The rather unexpected finding of smaller EMG-R amplitude for the pergolide compared to the placebo condition indicates that less muscle activation was produced under pergolide. This phenomenon could be explained within the framework of Näätänen’s (1971) model of motor readiness (for review, see also Niemi and Näätänen 1981). According to this model, motor readiness is considered a function of the balance between motor excitation and motor inhibition when performing a reaction time task. With increasing motor excitation relative to motor inhibition, the effective level of motor preparedness increases until the threshold for response execution is reached. Among other factors, more efficient stimulus analysis, as for instance due to an enhanced signal-to-noise ratio, may exert a beneficial effect on motor preparedness (cf., Niemi and Näätänen 1981).
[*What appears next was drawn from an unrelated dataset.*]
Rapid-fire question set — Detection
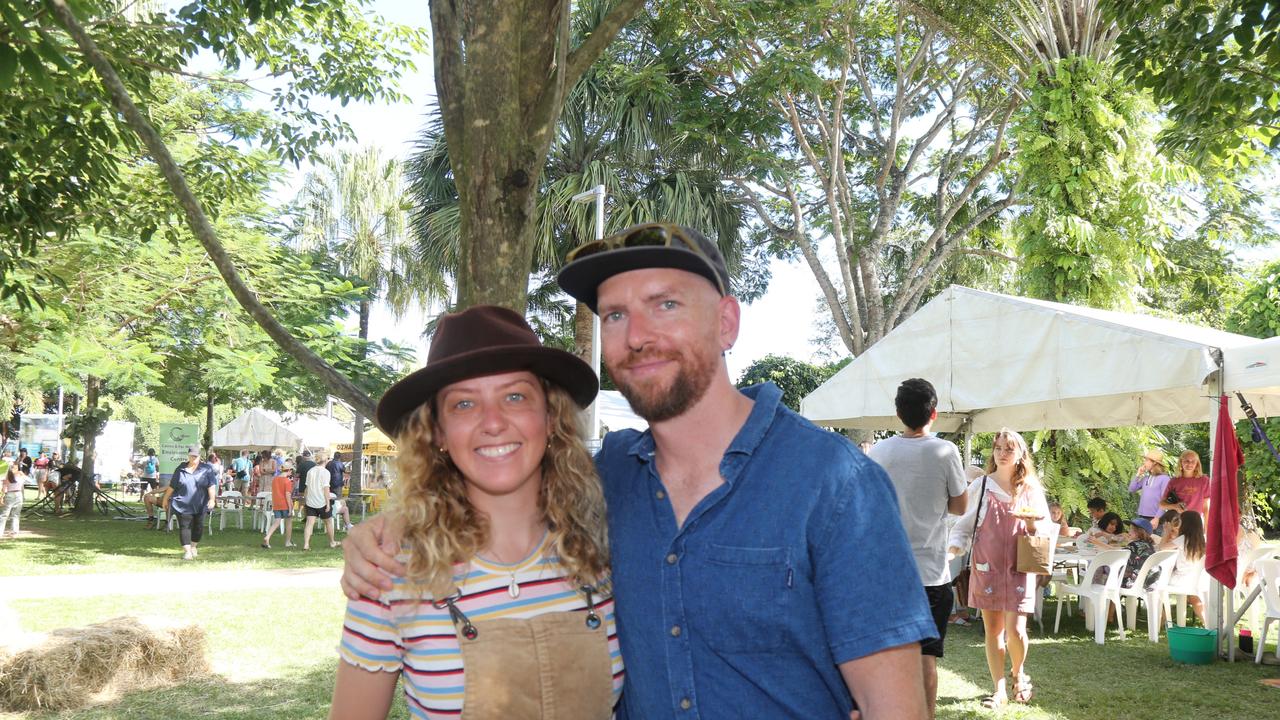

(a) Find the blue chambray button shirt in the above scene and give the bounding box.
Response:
[596,384,937,720]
In states of high motor preparedness, the modulation of an overt motor response is much easier than in states of poor response preparedness as less additional motor excitation is necessary for response initiation. Hence, less muscle activity is required. From this perspective, the smaller EMG-R amplitude observed under pergolide compared to placebo may reflect a higher level of motor preparedness as a consequence of more efficient premotor stimulus processing.

The significantly increased number of wrong-hand responses observed under pergolide suggests a deteriorating DA agonistic effect on the mapping between sensory stimuli and motor responses. Unfortunately, our LRP analyses do not allow to decide whether this stage of response selection represents an aspect of premotor rather than motor processing. Recent research also provides ambiguous findings on this issue; stimulus–response mapping and response selection have been related to the prefrontal dopaminergic network (e.g., Deco and Rolls 2003) as well as to basal ganglia–thalamocortical mechanisms (e.g., Seiss and Praamstra 2004).

In conclusion, analysis of S-LRP latencies revealed enhanced speed of stimulus-related premotor information processing after a low oral dose of the D1/D2 receptor agonist pergolide. This finding provides clear evidence that dopaminergic neurotransmission effectively modulates early perceptual and cognitive stages of information processing as suggested by neural network models of the functional role of prefrontal DA. The concurrent lack of an effect on response speed suggests higher procedural sensitivity of S-LRP-based compared to behavioral measures for elucidating dopaminergic effects on stimulus processing. There was no evidence for central or peripheral effects on motor processing speed as assessed by LRP-R and EMG-R latencies as well as measures of response dynamics. The absence of dopaminergic effects on aspects of motor processing may be due to a higher capacity of the nigrostriatal compared to the mesocortical DA system to compensate pharmacologically induced changes in DA activity.

Acknowledgement

This study was supported by the German–American Academic Council Foundation (Grant TransCoop-Program 2000).